Эти слова дышали таким глубоким, таким величественным покоем! А сейчас он писал о том диком и нечеловеческом, что только что видел.
И с грустью тайной и сердечной
Я думал: «Жалкий человек.
Чего он хочет!.. небо ясно,
Под небом места много всем,
Но беспрестанно и напрасно
Один враждует он — зачем?»
Его мучила жажда. Он сошел по крутому обрыву к реке и, нагнувшись, зачерпнул воду пригоршней. Зачерпнул и выплеснул на землю: вода была красной от крови…
В этот день, 11 июля, он был в самых опасных местах, носился вихрем под неприятельскими пулями, удивляясь в глубине души тому, что они его не задевали.
ГЛАВА 3
Лермонтову начинало казаться, что он всегда так жил: в боях, переходах, с постоянным чувством опасности и подстерегающей на каждом шагу смерти.
Все прошлое стало вдруг точно историей какого-то другого человека, которую он хорошо знал, но сам не переживал никогда.
Но и в этой тяжелой сумятице дней судьба послала ему радость — человека в солдатской шинели, явившегося по назначению в отряд Галафеева в один из жарких летних дней. Лермонтов увидел новенького, когда тот жадно пил воду.
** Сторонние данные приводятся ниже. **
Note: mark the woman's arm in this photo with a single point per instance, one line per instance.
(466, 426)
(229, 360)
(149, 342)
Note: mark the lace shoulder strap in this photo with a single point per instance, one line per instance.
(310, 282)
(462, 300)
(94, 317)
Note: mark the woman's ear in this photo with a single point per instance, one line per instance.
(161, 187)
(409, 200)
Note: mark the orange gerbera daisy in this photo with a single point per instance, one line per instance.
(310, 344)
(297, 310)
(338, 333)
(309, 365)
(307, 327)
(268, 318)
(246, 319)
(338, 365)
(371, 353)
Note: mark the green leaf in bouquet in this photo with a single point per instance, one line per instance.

Солдат поднял голову, глаза их встретились — и Лермонтов узнал Лихарева, живого, настоящего Лихарева, с которым он так сблизился в Ставрополе в 1837 году!
С этого мгновенья при каждом удобном случае оба спешили встретиться.
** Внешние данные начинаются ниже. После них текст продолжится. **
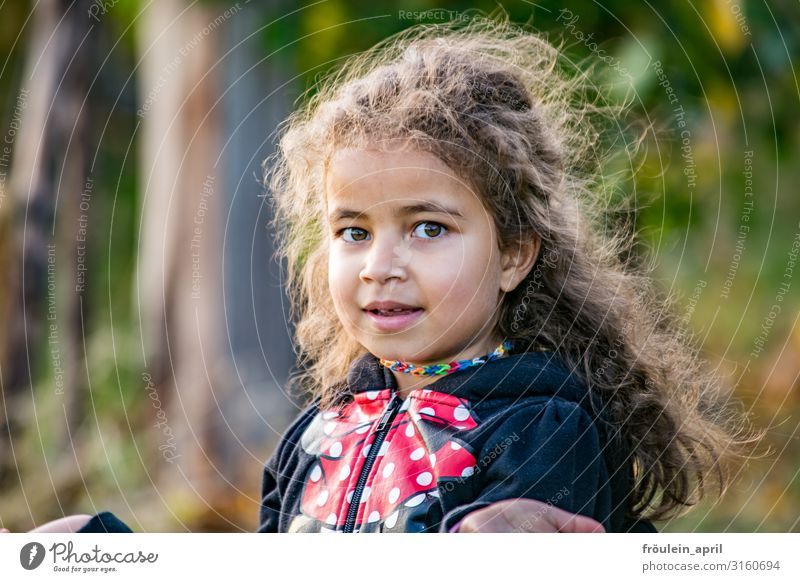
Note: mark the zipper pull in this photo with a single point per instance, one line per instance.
(387, 415)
Как хорошо бывало, прислушиваясь к редким выстрелам, поспорить о философии Гегеля, вспомнить музыку пушкинских строф!
Как-то в сумерки они шли по вытоптанному полю.
— Скажите, Михаил Юрьевич, зачем вы так жизнью не дорожите? — спросил Лихарев, остановившись и всматриваясь в обросшее небольшими баками худое, загорелое лицо Лермонтова. — Я наблюдал за вами: где опасно — там и вы. Одоевский вас за это сильно бы побранил.
— Нет, Владимир Николаевич, узнав причину, он не бранил бы.
— А в чем же причина?
Лермонтов усмехнулся.
— Во-первых, пуля меня не берет. А я люблю жизнь и чту ее. Вот потому и стараюсь в каждом деле быть в опасности.
Лихарев молча с удивлением посмотрел на него.
— Я вам скажу, друг мой, — продолжал Лермонтов, — то же самое, что сказал, прощаясь с Карамзиными: ежели хотите мне счастья, пожелайте мне получить рану, конечно, не слишком тяжелую. Авось хоть за нее дадут отставку!
— А вы хотели бы?
— Ох, еще бы! — ответил Лермонтов, взяв Лихарева под руку. — У меня столько планов в голове и столько стихов в сердце! Да еще трилогия из истории русской, которую я непременно должен написать!
— Михаил Юрьевич, честное слово, больше, чем для себя, хотел бы свободы для вас!
— Спасибо, голубчик, — мягко ответил Лермонтов.
Невдалеке щелкнул выстрел, и Лермонтов почувствовал, что Лихарев падает.
Он бросился поднимать его. Пуля, попав в спину, прошла навылет, и сердце уже не билось.
Лермонтов бросился в сторону выстрела.
Он никого не нашел. А вернувшись к телу Лихарева, не нашел и тела — только обезображенная груда изрубленных останков лежала в луже крови.
В ту ночь он ушел один в горы и вернулся на заре.
ГЛАВА 4
Летний поход в Чечню закончился. Побывав в Пятигорске, Лермонтов через некоторое время вновь вернулся в отряд Галафеева. 26 октября отряд выступил из крепости Грозной через Ханкальское ущелье к реке Аргуну — во вторую экспедицию. Лермонтов был прикомандирован к кавалерии отряда.
После окончания одного из переходов, в октябрьский, еще совсем теплый вечер Лермонтов писал в своей палатке, торопясь кончить до наступления темноты, и не заметил волнения, внезапно вспыхнувшего среди солдат.